By Manon Lane
Five Trevecca students and a staff member spent a day at the state capitol advocating for the passage of a tuition equality bill in the Tennessee General Assembly.
They joined 150 students and educators, from around the state at the Tuition Equality Day on the Hill.
The legislation, which would allow qualifying immigrant students without legal status to pay in-state tuition at public universities, has been approved by committees in the House and Senate, and has bi-partisan support.
“I feel good that there is a change coming for those students who need it, also I feel good that we made a change together and students will be able to afford college,” said senior Sam Bell, a psychology major at Trevecca, who participated in the event.
Nationally, more than 1 million immigrant children without legal status reportedly live in the United States. Roughly 65,000 graduate from high school each year, but experts estimate that fewer than 6,500 go on to attend college, according to an August 2014 article in U.S. News and World Report.
At Trevecca, around 40 immigrant students without legal status are enrolled in courses. Trevecca officials say they work to offer these students the same scholarship opportunities as other students to help make up for a lack of federal financial aid.
The advocates for tuition equality walked the halls of Legislative Plaza, passing lobbyists, members of congress, and school groups. They met with lawmakers and hosted a press conference.
Rebecca Merrick, international student advisor and assistant coordinator of disability services at Trevecca, was part of one of the 12 groups that met with elected officials in an attempt to provide examples and stories of students who would benefit from the bill.
“We got to go in [Sen. Ferrell Haile’s] office and sit down, and have his attention,” said Merrick. “He acknowledges it’s an issue that needs to be addressed.”
Cesar Bautista, youth organizer for Tennessee Immigrants and Refugee Rights Coalition (TIRRC), organized Tuition Equality Day on the Hill to give students a chance to share their story, and work for change.
“We wanted to bring students from across the state of Tennessee, so they could speak to their representatives, so they can hear from the students that will benefit from the bill.
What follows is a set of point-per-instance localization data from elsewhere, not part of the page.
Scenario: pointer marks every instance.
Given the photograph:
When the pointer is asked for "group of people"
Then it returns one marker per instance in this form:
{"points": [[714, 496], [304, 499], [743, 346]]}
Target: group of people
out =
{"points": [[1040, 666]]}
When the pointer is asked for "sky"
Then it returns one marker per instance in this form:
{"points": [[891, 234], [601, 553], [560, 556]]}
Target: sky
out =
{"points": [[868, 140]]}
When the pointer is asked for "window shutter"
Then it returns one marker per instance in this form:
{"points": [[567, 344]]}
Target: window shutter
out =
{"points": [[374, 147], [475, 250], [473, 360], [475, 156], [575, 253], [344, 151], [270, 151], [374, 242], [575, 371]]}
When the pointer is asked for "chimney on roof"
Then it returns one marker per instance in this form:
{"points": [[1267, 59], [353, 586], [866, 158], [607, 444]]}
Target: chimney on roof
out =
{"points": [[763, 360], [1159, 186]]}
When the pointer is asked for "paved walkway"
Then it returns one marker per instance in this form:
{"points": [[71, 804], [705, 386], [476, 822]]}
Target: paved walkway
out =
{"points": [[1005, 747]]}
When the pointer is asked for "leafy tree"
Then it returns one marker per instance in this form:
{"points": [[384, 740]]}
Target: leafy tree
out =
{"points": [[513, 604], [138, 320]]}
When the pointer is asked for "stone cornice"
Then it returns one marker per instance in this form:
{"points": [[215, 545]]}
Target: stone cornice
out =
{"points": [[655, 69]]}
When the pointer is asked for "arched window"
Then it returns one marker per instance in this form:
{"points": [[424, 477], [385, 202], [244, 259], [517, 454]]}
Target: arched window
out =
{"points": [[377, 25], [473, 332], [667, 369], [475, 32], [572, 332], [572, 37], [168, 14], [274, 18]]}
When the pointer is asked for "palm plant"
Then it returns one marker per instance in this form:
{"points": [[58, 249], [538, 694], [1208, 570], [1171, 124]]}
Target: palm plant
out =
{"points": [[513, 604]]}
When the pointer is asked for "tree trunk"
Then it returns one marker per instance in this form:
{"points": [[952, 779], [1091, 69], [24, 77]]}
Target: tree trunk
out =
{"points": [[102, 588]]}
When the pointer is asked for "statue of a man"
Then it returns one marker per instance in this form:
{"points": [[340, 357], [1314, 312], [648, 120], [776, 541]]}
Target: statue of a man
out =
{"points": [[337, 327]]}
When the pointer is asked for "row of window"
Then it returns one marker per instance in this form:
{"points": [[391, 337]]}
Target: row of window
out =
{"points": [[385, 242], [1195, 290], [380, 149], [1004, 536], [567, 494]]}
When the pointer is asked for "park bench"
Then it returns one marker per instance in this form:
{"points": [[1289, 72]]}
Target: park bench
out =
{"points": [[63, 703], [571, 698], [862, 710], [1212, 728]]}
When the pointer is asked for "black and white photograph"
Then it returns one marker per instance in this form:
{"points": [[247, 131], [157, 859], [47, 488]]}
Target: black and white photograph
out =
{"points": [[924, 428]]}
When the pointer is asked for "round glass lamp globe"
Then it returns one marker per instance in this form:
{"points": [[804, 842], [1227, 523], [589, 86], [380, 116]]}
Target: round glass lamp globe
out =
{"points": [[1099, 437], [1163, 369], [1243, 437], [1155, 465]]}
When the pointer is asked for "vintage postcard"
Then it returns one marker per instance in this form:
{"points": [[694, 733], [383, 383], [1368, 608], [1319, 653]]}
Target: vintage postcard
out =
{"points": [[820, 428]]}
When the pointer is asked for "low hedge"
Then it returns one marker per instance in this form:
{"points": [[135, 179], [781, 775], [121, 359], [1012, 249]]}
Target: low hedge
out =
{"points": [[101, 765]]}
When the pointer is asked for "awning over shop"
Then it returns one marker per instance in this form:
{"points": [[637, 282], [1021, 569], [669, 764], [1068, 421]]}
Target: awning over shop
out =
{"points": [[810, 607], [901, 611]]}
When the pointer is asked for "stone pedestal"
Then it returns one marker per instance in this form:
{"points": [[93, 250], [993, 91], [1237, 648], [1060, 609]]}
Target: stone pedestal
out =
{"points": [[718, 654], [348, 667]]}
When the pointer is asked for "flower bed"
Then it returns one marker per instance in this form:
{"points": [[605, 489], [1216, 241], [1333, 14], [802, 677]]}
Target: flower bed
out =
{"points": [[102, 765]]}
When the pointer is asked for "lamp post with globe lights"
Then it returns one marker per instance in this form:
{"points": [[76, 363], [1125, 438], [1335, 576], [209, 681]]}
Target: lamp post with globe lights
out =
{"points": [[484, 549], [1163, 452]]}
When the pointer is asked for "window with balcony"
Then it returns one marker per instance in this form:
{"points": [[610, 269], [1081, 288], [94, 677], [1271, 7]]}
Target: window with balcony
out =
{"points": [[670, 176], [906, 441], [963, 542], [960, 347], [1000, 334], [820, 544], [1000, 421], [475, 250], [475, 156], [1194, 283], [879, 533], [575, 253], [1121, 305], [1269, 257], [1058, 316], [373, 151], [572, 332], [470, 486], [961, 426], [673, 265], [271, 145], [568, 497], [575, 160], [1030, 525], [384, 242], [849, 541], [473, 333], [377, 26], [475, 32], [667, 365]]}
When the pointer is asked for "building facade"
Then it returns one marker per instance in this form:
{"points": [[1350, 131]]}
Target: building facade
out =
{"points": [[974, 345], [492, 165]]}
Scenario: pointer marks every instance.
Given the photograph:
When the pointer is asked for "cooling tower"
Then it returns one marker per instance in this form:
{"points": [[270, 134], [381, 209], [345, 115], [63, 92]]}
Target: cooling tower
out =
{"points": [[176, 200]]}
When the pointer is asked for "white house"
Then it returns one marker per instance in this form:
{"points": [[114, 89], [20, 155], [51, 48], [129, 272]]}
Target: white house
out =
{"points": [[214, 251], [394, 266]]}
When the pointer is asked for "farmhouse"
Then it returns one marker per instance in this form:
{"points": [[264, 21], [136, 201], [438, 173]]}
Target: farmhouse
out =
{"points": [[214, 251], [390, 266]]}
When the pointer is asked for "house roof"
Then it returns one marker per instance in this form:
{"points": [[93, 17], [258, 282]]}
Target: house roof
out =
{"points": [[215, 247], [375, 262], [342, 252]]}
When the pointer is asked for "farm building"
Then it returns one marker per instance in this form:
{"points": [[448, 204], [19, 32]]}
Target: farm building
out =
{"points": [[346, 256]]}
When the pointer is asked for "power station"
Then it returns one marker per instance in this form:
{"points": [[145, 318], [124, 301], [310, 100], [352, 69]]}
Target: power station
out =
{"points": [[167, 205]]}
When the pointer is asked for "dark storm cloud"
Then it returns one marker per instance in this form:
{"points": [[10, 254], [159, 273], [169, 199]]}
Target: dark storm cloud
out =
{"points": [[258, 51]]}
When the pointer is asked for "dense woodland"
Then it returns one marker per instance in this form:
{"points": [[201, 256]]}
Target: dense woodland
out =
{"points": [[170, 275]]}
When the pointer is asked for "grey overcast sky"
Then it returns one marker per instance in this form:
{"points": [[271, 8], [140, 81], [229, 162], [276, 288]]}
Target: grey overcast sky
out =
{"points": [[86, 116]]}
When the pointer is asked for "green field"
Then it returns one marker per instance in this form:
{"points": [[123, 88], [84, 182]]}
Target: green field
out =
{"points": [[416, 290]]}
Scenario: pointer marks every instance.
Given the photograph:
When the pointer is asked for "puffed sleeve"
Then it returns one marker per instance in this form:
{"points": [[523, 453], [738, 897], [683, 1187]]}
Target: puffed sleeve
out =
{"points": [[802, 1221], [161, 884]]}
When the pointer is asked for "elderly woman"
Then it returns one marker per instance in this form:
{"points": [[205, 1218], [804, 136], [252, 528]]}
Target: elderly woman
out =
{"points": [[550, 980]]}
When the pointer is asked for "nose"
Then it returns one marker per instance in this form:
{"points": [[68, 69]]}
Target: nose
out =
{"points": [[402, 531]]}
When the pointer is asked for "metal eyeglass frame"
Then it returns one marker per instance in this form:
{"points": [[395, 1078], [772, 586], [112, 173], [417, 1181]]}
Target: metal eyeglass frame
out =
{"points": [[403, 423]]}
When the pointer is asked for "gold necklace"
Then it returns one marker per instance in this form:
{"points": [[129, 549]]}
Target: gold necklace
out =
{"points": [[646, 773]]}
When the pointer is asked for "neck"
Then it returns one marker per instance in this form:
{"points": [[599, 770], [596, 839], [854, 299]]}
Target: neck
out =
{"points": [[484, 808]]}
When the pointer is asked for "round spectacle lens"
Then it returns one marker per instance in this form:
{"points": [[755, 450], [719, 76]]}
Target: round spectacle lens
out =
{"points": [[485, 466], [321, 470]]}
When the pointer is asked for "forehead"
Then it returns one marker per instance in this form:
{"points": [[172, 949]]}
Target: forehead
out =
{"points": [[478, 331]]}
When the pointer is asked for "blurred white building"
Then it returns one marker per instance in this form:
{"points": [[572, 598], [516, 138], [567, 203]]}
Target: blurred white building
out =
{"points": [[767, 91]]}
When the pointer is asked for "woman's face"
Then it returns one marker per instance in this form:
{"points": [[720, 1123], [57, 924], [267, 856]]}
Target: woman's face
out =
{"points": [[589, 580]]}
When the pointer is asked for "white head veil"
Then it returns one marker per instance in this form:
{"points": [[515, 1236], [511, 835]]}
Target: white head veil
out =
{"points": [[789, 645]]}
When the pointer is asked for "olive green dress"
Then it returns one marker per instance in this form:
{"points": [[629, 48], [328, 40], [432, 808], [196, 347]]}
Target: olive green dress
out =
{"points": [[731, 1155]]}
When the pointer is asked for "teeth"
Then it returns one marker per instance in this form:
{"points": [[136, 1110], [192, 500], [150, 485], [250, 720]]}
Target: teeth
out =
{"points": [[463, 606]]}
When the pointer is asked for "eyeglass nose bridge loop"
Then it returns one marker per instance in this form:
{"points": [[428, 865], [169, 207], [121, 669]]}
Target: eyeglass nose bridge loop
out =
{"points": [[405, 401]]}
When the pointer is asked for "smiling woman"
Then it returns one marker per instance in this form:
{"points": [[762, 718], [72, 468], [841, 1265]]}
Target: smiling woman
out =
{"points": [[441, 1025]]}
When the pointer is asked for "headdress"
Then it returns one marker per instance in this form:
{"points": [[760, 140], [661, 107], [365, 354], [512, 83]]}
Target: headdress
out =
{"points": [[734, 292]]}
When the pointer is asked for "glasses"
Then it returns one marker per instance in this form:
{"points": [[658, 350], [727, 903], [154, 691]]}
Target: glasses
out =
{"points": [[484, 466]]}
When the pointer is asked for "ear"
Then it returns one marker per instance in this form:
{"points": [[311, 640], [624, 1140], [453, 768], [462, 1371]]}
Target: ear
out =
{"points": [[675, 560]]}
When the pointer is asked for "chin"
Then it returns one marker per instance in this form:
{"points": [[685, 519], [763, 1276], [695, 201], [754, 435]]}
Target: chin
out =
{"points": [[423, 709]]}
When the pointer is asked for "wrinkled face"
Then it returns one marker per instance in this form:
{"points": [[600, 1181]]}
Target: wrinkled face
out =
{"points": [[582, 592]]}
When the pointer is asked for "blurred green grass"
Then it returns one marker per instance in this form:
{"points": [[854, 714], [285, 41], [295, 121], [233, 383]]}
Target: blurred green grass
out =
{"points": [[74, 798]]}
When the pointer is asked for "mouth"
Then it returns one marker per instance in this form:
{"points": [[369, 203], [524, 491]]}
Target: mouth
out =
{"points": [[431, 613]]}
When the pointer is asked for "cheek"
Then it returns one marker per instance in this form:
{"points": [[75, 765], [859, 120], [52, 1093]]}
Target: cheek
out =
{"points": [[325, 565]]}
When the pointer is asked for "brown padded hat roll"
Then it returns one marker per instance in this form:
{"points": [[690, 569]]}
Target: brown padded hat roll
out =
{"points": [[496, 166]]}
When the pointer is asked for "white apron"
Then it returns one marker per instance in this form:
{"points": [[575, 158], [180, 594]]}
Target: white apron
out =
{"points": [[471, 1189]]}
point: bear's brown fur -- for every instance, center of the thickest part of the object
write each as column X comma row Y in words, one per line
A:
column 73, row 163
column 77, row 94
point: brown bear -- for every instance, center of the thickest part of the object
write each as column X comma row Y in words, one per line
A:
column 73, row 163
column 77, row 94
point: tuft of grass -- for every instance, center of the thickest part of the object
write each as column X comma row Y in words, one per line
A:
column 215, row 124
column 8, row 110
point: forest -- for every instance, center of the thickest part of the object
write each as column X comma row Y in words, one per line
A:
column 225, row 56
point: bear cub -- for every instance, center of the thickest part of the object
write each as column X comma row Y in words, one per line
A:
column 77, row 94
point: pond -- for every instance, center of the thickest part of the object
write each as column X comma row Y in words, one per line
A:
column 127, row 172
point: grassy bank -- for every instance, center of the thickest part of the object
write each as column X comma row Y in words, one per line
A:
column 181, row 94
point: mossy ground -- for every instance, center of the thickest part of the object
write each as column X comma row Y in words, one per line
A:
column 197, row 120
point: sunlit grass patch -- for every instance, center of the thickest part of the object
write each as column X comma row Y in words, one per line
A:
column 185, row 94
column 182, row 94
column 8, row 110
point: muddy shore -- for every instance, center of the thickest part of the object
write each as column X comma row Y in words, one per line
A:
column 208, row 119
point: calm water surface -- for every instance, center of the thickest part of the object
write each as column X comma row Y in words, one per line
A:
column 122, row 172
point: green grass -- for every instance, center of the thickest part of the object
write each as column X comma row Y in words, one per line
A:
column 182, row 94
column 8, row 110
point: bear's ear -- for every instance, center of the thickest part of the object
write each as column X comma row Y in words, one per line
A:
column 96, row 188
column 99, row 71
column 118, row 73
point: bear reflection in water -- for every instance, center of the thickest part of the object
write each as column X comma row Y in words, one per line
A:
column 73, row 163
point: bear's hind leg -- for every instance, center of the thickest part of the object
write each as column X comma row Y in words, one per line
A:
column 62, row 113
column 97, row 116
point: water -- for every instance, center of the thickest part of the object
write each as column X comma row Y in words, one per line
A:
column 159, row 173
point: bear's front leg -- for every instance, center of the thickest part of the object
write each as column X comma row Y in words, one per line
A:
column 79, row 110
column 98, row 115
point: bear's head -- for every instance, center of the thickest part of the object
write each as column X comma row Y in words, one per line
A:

Students that want to become doctors, want to become engineers, lawyers; and that they want to have a better future,” said Bautista. “This bill will definitely make that possible for them.”
Trevecca freshman, Jazmin Ramirez is on the board of directors at TIRRC, and led her group, number 11, through the maze of Legislative Plaza.
“You have to remember, you guys are making history,” said Ramirez as she met with her group, before taking on Capitol Hill.